As we go into the holiday season we can figure that there will be a lot of little thin wrapped rectangular boxes under every tree. With no new major console releases planned (not counting the Nintendo DS3, which will be a sleeper hit, at best), the "must-have" items are going to be games. Electronic Arts (ERTS) has a lot to bring to the table, especially since a NFL strike was avoided, and they were able to release the latest installment in their highly lucrative Madden franchise., and another update to their Sims franchise Electronic Arts can expect to have another solid year. In addition, the upcoming release of its Star Wars Massive Multiplayer Online Role Playing Game (MMoRPG) The Old Republic looks like it has the potential to be a huge hit based on pre-sale data. However, ActivisionBlizzard(ATVI) looks like it has a much better lineup of upcoming releases, and with the World of Warcraft already established and providing a stable source of revenues, Activision looks to be the much better play in this sector.
There is no doubt that this industry lives and dies by the games it releases, and I can positively say that ATVI has a great lineup.
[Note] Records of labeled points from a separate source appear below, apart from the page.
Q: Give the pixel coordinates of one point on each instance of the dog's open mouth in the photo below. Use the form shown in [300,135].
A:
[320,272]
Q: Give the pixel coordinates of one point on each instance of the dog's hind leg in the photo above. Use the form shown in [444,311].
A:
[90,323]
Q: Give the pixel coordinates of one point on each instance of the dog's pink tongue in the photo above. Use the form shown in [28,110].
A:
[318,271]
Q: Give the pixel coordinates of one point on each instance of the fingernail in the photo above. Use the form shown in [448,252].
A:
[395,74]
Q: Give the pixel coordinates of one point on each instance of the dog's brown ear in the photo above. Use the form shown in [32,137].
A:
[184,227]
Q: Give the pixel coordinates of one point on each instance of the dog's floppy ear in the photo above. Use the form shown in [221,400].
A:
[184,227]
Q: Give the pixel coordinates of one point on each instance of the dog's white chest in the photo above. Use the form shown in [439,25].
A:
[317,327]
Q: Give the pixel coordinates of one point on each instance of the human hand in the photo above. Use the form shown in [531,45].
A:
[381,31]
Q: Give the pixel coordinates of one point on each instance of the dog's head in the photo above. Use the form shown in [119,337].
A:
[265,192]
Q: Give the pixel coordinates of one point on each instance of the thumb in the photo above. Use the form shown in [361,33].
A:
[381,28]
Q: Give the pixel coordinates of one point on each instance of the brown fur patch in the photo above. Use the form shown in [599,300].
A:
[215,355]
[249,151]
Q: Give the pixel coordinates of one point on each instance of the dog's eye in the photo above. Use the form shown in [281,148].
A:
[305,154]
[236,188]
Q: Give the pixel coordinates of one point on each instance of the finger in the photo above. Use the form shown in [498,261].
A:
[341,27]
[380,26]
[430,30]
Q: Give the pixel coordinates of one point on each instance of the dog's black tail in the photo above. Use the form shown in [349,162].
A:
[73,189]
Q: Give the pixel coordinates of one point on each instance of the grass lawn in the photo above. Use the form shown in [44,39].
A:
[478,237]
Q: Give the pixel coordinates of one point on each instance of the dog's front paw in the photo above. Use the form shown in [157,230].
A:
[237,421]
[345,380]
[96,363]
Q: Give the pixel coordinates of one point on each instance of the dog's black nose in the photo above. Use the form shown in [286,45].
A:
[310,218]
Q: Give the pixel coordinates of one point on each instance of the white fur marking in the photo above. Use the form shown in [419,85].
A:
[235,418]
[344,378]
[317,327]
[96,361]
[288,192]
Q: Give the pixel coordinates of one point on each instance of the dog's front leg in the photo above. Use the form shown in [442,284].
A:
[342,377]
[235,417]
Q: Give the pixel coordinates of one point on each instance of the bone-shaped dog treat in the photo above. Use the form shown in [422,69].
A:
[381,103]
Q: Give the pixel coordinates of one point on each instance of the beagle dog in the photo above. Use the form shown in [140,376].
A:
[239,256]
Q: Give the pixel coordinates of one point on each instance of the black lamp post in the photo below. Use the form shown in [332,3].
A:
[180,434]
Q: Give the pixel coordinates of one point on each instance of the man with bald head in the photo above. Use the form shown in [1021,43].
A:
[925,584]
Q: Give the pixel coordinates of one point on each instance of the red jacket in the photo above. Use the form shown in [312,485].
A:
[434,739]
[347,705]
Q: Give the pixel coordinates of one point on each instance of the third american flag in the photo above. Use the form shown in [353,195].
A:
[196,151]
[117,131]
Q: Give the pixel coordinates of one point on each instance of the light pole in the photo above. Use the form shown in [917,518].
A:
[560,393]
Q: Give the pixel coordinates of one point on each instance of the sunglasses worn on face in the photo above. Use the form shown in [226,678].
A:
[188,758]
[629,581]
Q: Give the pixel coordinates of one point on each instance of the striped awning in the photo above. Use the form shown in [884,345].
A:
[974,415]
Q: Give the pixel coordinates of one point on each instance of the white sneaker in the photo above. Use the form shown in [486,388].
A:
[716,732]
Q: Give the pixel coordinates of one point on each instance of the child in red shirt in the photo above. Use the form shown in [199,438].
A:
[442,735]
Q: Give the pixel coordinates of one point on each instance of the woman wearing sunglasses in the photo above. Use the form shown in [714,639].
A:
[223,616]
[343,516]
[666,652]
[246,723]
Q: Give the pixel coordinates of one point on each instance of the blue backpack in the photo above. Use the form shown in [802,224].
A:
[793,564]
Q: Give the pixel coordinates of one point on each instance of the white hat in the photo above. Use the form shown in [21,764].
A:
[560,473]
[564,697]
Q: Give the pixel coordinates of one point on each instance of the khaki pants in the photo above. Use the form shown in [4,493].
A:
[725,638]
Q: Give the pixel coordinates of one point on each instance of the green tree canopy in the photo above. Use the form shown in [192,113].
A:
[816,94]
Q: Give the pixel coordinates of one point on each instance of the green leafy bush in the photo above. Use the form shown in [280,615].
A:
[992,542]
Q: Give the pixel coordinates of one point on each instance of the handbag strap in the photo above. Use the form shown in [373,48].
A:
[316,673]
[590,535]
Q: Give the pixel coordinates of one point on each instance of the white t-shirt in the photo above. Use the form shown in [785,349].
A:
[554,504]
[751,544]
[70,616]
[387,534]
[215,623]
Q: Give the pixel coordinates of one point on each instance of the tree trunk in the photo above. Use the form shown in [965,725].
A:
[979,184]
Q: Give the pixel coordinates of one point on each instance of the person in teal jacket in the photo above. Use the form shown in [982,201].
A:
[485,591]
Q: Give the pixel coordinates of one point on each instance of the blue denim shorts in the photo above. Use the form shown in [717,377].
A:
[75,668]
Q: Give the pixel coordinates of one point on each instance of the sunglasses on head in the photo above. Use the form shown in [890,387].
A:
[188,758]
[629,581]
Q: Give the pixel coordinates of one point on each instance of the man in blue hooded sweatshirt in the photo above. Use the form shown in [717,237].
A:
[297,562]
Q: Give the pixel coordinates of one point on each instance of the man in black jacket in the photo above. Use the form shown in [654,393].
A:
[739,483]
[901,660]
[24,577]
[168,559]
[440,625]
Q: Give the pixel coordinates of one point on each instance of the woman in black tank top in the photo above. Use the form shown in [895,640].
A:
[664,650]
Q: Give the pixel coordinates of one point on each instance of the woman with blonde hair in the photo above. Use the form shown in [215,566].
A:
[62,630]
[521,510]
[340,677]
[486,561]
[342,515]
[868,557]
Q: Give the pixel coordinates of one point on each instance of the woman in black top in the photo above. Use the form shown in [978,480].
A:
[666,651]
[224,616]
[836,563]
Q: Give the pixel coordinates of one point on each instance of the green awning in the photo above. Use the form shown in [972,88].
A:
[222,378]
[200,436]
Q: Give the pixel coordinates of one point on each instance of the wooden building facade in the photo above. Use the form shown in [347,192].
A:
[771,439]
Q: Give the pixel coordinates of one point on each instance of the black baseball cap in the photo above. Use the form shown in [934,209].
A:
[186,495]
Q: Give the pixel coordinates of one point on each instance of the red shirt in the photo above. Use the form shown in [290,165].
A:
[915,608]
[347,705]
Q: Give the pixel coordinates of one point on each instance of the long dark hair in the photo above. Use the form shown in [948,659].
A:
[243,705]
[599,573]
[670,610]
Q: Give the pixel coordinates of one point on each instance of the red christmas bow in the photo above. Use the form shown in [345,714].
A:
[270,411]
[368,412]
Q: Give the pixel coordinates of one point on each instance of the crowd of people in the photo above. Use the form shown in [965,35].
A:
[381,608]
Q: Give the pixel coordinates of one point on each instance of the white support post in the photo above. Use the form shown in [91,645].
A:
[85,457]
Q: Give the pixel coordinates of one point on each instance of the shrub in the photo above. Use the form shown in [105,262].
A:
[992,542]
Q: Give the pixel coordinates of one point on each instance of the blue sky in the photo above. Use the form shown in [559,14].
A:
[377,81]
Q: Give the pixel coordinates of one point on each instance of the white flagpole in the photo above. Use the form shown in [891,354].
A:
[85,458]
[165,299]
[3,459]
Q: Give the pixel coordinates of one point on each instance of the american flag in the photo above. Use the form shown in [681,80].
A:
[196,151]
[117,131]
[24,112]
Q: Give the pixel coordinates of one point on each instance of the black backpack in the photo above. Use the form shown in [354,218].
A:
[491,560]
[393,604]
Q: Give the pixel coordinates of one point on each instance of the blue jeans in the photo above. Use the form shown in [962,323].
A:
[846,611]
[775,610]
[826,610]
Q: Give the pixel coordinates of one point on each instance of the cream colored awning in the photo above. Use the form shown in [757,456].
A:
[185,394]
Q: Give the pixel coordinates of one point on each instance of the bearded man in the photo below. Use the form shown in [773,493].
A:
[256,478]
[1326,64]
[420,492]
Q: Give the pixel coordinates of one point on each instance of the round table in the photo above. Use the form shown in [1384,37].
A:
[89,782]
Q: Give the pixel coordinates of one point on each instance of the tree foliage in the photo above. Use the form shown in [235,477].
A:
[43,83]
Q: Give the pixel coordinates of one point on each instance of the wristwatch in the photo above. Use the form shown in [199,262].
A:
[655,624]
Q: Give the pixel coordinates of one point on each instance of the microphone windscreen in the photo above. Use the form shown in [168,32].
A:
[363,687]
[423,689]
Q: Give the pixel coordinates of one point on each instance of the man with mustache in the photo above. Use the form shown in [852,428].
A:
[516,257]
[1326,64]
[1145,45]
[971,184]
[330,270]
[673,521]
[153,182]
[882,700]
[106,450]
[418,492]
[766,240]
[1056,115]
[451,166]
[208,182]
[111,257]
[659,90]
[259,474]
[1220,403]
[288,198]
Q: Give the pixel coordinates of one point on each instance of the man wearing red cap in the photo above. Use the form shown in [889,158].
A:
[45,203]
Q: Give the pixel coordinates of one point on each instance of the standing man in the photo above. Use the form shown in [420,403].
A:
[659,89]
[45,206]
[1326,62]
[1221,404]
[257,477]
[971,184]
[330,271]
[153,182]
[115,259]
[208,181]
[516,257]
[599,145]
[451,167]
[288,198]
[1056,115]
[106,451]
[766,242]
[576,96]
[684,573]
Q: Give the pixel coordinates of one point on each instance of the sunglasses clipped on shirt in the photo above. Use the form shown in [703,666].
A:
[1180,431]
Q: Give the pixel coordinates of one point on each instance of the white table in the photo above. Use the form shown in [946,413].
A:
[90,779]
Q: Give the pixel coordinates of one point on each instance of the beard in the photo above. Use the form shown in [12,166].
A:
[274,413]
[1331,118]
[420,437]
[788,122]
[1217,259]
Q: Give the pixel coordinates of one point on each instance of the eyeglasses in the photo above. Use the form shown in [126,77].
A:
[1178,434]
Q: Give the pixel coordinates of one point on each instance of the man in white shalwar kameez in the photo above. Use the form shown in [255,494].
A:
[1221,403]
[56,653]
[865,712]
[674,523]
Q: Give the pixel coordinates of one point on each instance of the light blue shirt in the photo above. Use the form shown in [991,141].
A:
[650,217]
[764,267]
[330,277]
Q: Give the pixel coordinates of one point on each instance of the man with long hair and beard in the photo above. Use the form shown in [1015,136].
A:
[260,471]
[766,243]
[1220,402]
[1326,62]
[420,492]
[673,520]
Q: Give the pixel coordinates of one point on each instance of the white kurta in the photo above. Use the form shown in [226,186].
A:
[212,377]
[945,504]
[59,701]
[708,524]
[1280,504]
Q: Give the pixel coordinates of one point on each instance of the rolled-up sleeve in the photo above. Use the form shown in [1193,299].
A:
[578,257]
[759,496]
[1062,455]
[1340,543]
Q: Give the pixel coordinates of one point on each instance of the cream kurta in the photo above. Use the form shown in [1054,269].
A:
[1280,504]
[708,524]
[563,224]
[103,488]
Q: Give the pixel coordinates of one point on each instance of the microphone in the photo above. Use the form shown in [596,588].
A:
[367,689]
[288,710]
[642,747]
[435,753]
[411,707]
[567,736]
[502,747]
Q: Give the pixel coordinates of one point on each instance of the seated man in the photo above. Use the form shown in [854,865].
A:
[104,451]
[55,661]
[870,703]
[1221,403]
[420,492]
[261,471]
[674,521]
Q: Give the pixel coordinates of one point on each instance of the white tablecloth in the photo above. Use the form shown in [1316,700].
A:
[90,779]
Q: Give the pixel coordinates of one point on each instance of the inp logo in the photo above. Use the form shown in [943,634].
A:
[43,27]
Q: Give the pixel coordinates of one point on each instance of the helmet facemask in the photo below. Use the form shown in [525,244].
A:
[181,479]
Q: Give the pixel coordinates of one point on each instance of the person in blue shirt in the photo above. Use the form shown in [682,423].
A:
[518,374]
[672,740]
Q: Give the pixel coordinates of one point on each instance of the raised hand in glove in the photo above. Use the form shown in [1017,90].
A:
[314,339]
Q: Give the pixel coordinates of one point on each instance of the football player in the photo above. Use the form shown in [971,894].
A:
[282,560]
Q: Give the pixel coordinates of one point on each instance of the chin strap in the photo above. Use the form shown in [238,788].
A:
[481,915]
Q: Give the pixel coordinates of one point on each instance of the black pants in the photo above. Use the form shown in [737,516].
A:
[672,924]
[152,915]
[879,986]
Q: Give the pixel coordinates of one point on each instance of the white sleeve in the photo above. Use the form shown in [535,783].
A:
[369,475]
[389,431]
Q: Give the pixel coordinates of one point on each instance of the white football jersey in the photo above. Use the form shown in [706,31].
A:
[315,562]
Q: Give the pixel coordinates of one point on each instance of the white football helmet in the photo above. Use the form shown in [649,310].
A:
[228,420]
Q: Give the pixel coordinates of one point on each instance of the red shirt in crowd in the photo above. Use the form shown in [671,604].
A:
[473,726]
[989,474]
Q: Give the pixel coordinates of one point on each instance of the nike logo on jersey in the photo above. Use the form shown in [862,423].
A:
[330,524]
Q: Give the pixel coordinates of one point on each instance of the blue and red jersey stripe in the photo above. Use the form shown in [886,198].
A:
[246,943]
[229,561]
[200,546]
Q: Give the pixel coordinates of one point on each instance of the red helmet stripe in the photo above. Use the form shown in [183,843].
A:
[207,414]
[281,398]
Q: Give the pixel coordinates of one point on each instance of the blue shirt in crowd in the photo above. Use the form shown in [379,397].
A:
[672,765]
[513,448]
Its release of StarCraft II: Wings of Liberty estimated to have sold more than 4.5 million units shows that there is large demand for the StarCraft franchise, and for well designed PC Games. StarCraft II still has two more versions to be released in the future, meaning we can expect to see these significant numbers from the PC division over the next couple of years. Additionally, there is the upcoming release of Diablo III, another popular PC franchise from Blizzard, can be expected to sell over 2 million units (based on sales of Diablo II and Diablo) providing a significant bump to the PC division. The upcoming release of the latest Call of Duty looks to be a definite hit. With the special edition retailing for $99.99 a unit and the regular edition retailing for $59.99 both the 12th and 8th highest selling video games on Amazon.com and having total pre-order numbers standing at appoximately 1.6 million (as of 9/17/2011). Finally, the company's MMoRPG division is a stable source of continuing revenue, and as countries such as China continue to see rising standards of living, we can expect to see more users in developing countries bringing the number of continuing subscriptions over 11 million.
Electronic Arts also looks like it is in a great position for the upcoming year. Its Battlefield 3 is currently number 5 on Amazon.com's best selling video games and has pre-orders of over 950,000, and is Madden NFL games remain popular and lucrative for the company. However, its Electronic Arts upcoming release of Star Wars: Old Republic that looks to be the major wild card in the company's future. Electronic Arts, unlike Activision does not have a solid MMoRPG franchise. The pre-sale numbers for the Old Republic have been solid currently at 463,121, however I have serious questions about whether or not the game will be able to gain significant traction in the MMoRPG market. With a significant number of people already playing World of Warcraft, will users split their attention with the new Star Wars game? Or will the Star Wars name be a big enough draw for people who have not played MMoRPGs in the past, and will they stay active subscribers?
In this economic environment, with the continued high unemployment and lower consumer confidence, I suspect many parents will be cutting back on "big" ticket items for the holiday season. Video games, always a favorite, can be expected to maintain the same level of sales as last year, if not get a bump up as parents shift from $150-$200 dollar items to one or two $60 dollar items, such as video games.
Both companies look to do well this holiday season. However, with BlizzardActivision's established MMoRPG, and the continued growth opportunities in Asia, and current upcoming releases before the year-end, and longer-term releases such as the future StarCraft versions, I think Activision is the better choice for your portfolio.